By: Derek Hawkins//June 13, 2017//
7th Circuit Court of Appeals
Case Name: John Lee Futrell v. United States of America
Case No.: 16-3079
Officials: POSNER, RIPPLE, and SYKES, Circuit Judges.
Focus: Federal Tort Claims Act
The plaintiff began a military career in 1983, serving variously in the Indiana National Guard, the United States Army, and finally the United States Army Reserve, from which he retired, ending his military career, in 2014, by which time he had reached the rank of Captain and served in combat in Iraq. Between July 2007 and October 2011 he had sustained several injuries and, more ominously, had been diagnosed with Type 2 (adult‐onset) diabetes. His blood‐glucose levels had risen so high as to sow doubt about his ability to continue performing his military duties. And sure enough in October he was released from active duty and placed on reserve status while a Physical Evaluation Board evaluated his fitness for continued military service. When finally retired from the army on grounds of physical disability in November 2014, Futrell became eligible to receive a monthly pension from the government. And had his medical paperwork gone through he would have received in addition incapacitation payments to cover the gap between his release from duty and his retirement. But as a result of some mix‐up he received no money from the government between December 2011 and January 2013, a deprivation that he claims without contradiction inflicted severe financial and emotional distress on him. In the following month the government did pay him a lump sum that covered the incapacitation payments that he should have received, but the government failed (he claims, again without contradiction) to compensate him for the distress he’d experienced when because of the government’s confusion or in‐ competence he had received no salary.
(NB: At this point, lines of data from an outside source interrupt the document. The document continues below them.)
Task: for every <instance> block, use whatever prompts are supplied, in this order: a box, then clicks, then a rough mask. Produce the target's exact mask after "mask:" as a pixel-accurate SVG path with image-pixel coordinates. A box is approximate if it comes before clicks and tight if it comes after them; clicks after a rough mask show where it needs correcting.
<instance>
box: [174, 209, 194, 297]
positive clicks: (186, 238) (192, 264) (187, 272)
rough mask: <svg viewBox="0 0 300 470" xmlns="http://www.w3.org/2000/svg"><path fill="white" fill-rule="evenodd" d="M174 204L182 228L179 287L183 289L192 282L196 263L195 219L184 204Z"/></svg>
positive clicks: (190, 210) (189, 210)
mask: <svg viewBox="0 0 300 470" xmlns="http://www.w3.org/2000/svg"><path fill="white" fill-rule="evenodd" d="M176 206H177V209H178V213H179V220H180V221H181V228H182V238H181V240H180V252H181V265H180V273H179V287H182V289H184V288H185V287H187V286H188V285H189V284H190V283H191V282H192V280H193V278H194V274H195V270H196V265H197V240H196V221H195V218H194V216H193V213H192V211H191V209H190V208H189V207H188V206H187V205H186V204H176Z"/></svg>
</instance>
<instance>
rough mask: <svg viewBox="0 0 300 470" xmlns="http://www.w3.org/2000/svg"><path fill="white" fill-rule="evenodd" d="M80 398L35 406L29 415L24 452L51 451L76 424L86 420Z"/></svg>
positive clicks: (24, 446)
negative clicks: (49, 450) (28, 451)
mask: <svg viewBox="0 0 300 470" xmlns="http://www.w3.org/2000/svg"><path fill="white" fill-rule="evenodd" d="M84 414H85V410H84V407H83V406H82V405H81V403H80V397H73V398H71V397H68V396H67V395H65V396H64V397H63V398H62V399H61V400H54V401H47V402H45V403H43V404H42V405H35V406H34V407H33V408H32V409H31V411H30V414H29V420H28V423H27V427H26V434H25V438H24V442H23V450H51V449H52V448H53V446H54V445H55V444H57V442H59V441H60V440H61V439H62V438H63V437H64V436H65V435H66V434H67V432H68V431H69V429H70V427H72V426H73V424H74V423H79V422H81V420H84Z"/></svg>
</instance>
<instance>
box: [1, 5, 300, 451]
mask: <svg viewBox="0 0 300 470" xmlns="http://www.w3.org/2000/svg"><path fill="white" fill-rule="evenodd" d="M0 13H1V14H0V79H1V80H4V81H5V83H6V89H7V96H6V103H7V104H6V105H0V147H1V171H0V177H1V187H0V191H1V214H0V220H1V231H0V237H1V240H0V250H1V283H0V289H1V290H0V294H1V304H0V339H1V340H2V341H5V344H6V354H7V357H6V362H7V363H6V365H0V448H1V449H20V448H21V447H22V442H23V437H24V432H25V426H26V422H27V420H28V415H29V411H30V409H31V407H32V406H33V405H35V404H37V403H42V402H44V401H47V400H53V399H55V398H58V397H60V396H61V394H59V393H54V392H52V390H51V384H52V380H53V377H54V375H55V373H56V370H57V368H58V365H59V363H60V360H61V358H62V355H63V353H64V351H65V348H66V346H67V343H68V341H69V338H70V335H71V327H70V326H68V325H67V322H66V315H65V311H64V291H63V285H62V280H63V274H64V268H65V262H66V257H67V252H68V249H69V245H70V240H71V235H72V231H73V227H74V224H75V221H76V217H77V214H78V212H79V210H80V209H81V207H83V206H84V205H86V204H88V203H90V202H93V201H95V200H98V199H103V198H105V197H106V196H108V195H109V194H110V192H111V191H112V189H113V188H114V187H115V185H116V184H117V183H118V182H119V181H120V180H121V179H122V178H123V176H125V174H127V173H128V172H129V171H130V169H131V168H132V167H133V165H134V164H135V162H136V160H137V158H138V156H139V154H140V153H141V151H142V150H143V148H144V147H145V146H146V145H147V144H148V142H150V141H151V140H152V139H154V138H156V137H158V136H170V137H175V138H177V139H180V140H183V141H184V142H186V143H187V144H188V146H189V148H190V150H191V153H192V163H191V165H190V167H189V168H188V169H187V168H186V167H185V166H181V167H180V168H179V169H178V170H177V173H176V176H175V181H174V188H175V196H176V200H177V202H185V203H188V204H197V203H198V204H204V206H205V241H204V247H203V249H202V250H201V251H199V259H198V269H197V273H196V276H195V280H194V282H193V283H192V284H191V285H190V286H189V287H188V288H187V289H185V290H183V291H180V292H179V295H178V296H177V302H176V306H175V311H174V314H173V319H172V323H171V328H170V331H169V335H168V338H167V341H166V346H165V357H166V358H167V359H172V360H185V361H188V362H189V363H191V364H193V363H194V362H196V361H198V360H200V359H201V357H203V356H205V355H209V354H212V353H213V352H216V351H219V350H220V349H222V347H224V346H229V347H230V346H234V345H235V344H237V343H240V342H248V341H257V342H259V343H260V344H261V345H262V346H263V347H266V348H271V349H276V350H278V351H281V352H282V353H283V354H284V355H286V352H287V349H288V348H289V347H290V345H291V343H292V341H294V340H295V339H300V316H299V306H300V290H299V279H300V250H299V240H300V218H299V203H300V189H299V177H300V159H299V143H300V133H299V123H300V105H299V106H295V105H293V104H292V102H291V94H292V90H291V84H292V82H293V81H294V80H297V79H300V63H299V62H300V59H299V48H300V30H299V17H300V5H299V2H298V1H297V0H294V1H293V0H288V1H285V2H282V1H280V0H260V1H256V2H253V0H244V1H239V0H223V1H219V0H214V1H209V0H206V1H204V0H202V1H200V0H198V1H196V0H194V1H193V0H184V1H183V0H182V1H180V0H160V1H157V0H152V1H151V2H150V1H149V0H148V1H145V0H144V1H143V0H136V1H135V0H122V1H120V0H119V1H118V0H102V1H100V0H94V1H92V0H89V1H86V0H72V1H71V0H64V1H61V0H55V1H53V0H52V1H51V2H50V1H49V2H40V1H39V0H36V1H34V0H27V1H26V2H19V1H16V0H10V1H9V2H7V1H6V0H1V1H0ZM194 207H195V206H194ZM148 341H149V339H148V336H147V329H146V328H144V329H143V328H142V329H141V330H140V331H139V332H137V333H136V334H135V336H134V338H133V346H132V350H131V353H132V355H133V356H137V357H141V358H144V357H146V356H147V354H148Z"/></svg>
Having thus incurred damages as a result of the government’s negligence in failing to pay him his salary for more than a year, he filed this suit against the United States under the Federal Tort Claims Act, which makes the government subject to tort claims “in the same manner and to the same extent as a private individual under like circumstances.” 28 U.S.C. § 2674. (Actually, the claim might better have been interpreted as a contract claim governed by the Tucker Act, 28 U.S.C. § 1346(a)(2), but as neither side has briefed the is‐ sue we’ll not address it.)